The conclusion of this paper is that by using microarrays to compare the expression of genes in three different types of imaginal discs, the authors were able to identify some of the genes involved in eye development. This is a conservative conclusion, as it should be. The data that was presented in this paper was spotty and inconsistent in some cases. Many of the tables were listed as published elsewhere, and this made the paper feel unfinished and also made it more difficult to follow.
The one clarifying aspect of the paper was Table 1, which limited itself to the 55 genes found in both arrays. The use of only proteins that showed up in the cross-section of the two arrays seemed logical. However, the next table listed the fold induction values of variously selected genes that did not show up in both arrays. This presentation of the data did not seem to follow the experiment design, but rather seemed like the authors new of some genes so they sought them out to discuss. This arbitrary picking of some genes to do further analysis was confusing.

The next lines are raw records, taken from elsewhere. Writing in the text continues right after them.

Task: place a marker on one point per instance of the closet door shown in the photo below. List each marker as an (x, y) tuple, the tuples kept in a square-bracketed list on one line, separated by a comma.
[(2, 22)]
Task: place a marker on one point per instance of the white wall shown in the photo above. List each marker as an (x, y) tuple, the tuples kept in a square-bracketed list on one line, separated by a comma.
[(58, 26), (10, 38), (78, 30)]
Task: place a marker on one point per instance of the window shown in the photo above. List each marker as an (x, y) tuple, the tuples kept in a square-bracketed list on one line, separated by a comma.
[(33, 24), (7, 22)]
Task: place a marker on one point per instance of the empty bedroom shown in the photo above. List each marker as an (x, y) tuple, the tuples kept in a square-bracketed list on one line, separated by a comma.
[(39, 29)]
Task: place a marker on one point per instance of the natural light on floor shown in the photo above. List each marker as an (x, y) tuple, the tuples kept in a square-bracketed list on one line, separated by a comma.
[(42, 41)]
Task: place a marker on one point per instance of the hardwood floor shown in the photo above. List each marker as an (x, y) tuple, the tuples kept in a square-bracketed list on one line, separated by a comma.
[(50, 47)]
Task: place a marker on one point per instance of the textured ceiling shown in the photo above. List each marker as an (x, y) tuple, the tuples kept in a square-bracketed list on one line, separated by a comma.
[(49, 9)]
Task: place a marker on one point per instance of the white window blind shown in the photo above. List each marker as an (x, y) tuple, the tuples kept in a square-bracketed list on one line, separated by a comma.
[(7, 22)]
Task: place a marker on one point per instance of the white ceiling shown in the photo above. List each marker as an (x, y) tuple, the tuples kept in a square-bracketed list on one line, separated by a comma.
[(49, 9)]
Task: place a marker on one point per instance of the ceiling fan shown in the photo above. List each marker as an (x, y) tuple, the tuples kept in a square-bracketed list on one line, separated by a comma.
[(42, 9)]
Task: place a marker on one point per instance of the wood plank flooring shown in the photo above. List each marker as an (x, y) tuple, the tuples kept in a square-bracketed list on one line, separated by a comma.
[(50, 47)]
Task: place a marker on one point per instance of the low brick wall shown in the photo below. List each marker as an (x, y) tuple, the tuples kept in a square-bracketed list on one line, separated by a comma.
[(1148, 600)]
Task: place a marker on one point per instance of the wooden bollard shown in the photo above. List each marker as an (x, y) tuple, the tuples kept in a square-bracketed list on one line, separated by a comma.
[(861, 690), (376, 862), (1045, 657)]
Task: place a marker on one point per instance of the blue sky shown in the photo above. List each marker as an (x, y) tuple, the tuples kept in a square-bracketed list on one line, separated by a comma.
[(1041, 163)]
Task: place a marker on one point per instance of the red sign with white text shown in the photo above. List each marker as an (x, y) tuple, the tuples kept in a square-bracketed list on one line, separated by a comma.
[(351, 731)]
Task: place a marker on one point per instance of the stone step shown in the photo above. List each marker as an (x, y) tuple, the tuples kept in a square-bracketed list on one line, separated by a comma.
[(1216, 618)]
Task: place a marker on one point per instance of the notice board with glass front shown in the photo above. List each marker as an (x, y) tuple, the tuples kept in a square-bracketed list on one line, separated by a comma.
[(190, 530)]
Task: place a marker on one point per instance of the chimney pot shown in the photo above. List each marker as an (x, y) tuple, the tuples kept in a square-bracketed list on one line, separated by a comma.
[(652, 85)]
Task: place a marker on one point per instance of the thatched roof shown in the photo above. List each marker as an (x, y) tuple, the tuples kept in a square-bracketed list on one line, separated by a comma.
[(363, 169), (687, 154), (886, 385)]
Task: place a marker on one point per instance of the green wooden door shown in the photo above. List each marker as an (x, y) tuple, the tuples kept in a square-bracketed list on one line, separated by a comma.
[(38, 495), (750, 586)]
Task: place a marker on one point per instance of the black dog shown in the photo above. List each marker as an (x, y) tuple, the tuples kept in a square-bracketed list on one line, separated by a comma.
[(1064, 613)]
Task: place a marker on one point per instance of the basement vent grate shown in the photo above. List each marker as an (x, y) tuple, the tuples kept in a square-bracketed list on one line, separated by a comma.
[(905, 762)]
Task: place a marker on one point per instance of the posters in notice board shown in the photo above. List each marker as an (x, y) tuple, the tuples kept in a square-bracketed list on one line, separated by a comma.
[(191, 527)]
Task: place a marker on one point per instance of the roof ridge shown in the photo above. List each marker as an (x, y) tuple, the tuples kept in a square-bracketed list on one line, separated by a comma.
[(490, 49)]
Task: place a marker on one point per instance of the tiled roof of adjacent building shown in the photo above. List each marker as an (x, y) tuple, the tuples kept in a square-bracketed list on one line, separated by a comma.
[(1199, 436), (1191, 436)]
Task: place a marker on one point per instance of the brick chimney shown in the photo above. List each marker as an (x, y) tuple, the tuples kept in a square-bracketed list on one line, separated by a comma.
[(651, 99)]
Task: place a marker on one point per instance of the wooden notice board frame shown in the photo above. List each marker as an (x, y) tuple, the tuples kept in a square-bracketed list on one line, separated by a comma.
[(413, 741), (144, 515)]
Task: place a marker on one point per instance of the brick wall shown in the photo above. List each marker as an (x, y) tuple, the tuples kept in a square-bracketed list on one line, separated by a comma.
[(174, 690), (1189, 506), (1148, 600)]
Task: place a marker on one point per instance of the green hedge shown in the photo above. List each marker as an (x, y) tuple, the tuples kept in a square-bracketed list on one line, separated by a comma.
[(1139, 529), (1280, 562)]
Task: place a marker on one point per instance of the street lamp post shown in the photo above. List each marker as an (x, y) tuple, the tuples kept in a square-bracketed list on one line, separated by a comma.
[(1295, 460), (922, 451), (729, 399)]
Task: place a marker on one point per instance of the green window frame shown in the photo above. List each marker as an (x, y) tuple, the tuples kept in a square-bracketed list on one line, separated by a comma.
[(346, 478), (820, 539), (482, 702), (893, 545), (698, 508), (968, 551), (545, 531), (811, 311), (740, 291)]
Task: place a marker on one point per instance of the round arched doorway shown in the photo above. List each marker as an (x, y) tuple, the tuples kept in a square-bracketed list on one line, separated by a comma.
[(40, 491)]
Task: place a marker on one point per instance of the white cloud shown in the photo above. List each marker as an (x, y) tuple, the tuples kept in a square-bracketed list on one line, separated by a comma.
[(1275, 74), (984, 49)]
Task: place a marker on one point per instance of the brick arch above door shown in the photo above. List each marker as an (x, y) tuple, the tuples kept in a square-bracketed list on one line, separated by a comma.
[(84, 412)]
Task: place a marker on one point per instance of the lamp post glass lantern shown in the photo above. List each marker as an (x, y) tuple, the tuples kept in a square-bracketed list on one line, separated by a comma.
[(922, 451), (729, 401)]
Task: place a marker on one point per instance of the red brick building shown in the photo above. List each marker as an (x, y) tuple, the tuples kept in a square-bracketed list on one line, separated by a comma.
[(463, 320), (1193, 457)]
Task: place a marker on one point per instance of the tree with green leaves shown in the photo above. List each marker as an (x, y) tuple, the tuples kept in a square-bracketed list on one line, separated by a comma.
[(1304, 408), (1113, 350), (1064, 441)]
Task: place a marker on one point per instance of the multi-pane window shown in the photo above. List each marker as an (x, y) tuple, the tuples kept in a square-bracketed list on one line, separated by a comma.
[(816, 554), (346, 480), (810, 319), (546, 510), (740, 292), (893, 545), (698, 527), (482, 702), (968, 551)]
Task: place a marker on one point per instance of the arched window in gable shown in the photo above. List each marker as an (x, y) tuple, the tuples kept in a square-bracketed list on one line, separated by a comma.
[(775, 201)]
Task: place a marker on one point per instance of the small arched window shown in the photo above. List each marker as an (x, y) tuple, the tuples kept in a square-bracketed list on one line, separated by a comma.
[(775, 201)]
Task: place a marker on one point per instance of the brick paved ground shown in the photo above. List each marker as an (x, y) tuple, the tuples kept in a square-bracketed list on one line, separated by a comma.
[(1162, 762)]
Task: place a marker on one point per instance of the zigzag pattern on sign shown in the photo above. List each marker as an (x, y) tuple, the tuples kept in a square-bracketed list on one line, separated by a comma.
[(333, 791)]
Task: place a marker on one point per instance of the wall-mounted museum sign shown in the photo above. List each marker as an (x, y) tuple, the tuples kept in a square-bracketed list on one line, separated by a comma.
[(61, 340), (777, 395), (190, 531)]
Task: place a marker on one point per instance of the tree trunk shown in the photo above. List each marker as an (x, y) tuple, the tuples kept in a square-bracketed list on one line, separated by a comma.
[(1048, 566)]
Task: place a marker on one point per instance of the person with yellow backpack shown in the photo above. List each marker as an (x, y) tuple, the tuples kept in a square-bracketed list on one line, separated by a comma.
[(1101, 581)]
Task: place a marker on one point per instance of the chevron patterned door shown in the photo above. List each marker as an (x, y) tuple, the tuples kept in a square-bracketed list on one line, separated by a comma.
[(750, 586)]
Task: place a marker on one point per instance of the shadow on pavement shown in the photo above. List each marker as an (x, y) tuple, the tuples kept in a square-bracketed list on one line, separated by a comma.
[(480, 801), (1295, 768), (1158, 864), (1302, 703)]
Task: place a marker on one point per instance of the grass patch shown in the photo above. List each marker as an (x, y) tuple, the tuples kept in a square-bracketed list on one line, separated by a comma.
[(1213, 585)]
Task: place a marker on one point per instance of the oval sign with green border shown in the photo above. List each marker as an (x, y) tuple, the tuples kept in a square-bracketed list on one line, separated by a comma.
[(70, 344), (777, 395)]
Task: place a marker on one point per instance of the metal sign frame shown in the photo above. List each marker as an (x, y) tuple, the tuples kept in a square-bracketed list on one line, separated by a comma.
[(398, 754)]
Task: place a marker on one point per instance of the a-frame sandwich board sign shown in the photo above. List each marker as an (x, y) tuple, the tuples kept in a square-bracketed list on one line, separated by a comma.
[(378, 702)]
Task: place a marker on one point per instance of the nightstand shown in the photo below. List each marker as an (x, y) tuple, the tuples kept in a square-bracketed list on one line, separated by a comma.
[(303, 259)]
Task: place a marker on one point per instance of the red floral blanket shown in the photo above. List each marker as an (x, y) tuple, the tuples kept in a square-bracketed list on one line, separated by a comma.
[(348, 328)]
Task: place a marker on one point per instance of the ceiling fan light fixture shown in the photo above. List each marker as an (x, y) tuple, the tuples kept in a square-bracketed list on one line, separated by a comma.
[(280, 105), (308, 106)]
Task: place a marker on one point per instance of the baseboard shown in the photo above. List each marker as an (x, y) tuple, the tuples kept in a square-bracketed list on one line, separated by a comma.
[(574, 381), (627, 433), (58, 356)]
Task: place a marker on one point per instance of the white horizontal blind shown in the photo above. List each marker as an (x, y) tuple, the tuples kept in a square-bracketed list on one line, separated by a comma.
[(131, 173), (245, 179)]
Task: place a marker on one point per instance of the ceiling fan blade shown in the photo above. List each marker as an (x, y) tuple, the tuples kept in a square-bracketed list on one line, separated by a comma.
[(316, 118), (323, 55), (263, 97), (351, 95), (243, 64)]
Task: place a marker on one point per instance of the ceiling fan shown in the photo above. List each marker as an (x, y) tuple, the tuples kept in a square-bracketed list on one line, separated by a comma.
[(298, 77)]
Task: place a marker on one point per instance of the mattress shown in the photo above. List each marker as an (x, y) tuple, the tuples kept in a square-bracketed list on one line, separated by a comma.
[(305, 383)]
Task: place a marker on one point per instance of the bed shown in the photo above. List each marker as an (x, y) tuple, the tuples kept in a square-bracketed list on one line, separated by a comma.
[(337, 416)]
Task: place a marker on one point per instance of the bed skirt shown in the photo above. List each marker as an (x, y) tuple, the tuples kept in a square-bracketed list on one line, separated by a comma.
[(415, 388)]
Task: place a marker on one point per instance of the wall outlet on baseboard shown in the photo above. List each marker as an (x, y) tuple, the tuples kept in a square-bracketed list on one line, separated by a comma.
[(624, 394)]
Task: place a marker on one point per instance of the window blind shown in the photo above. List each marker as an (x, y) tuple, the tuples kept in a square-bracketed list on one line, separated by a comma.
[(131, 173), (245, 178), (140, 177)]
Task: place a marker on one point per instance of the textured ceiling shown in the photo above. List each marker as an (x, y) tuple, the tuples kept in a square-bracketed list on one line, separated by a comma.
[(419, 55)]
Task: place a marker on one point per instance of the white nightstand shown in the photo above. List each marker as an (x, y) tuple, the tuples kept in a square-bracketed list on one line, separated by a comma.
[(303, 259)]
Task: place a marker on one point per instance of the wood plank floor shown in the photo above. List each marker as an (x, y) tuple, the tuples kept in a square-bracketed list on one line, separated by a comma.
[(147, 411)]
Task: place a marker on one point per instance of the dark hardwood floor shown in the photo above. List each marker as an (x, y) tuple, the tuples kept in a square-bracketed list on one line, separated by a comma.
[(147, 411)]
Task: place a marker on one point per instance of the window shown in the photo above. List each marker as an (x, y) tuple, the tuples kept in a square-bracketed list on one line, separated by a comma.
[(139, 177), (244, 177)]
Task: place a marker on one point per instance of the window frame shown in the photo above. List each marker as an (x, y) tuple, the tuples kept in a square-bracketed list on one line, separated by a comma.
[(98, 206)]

Then came the in-situ hybridization figures, which legitimized the results of the previous tables. Still, however, only some of the proteins were displayed. There is no mention or attempt at explaining the other contradictory results. The evidence that is presented is compelling, but it would be more so if all the data were shown.
In all, it is understandable why the authors draw such mild conclusions. Some new genes were identified and others were newly associated in the cascade of eye development, which was the goal from the beginning.
The findings of this study lend further support to the role of ey as
an initiator of eye development in Drosophila. However, the fact that
only 40% of the ectopically induced ey genes were also expressed endogenously
means further studies need to be conducted to further elucidate the cascade
events. Also, this study only includes the 55 genes that were found in common
between the two different arrays. The other genes that only showed up in one
array should be more clearly studied to explain how they would not found in
both but do show up in in-situ hybridizations. This study only begins to shed
light on the events that lead to eyes in Drosophila. It is important
that future studies attempt to solidify these preliminary findings.
The fact that other papers have shown that mice and squid homologs also induce eye formation in the Drosophila, it would be interesting to study whether these homologs induce the same or similar cascade of events in forming an eye.